As an example, this query would pull the imputed vcf file for all samples matching the client_id HG00102-1-0-0-2.

from gencove_explorer.query import Query
from gencove_explorer.filters import SampleFilter
from gencove_explorer.models import GencoveFile

samples = Query().samples(
    filters=SampleFilter.client_id == "HG00102-1-0-0-2",
    include_related=[GencoveFile],
    file_types=["impute-vcf"])

The full list of query parameters and options can be found in the SDK Reference documentation.

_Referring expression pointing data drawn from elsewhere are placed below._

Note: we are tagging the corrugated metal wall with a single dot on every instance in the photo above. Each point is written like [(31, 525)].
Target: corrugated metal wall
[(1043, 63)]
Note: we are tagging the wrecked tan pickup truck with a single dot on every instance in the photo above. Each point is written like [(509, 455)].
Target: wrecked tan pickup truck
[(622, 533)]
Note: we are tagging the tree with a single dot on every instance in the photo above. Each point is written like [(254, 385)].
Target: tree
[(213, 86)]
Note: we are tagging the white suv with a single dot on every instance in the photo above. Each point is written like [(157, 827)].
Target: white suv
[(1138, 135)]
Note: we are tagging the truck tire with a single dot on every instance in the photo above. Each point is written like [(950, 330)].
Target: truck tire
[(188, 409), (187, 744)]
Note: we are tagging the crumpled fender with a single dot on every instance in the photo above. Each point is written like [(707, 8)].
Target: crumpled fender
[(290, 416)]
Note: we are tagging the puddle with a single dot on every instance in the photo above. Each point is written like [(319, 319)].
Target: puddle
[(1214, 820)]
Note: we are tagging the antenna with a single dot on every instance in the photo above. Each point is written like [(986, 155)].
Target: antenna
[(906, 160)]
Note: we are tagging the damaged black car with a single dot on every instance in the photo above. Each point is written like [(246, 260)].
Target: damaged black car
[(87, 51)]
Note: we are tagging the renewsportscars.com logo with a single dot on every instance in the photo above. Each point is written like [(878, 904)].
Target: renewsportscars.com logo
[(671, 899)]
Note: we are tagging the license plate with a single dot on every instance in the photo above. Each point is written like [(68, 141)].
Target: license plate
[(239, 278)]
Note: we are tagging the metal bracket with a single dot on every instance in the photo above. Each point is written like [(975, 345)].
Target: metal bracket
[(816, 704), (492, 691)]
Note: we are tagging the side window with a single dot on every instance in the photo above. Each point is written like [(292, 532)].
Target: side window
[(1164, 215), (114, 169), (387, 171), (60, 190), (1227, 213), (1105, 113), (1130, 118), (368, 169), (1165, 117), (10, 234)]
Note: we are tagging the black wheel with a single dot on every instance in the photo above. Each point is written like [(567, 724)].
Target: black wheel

Restoring samples from the Gencove Archive

Samples can be restored from the Gencove Archive by specifying:

  • Project id - restores all samples in the project
  • List of sample ids - restore the specified samples

For example:

from gencove_explorer.models import Sample

Sample.restore_samples(project_id="7481fcb8-7a86-4599-bcdd-59fded7a2c36")
Sample.restore_samples(sample_ids=[
    "5f9e9892-003a-41f7-803e-7e83eb979aef",
    "478f370e-2d99-412a-864b-46b6f6b59ffa",
    "5ea8f124-fea2-47e2-86d5-fa7401f40151"
])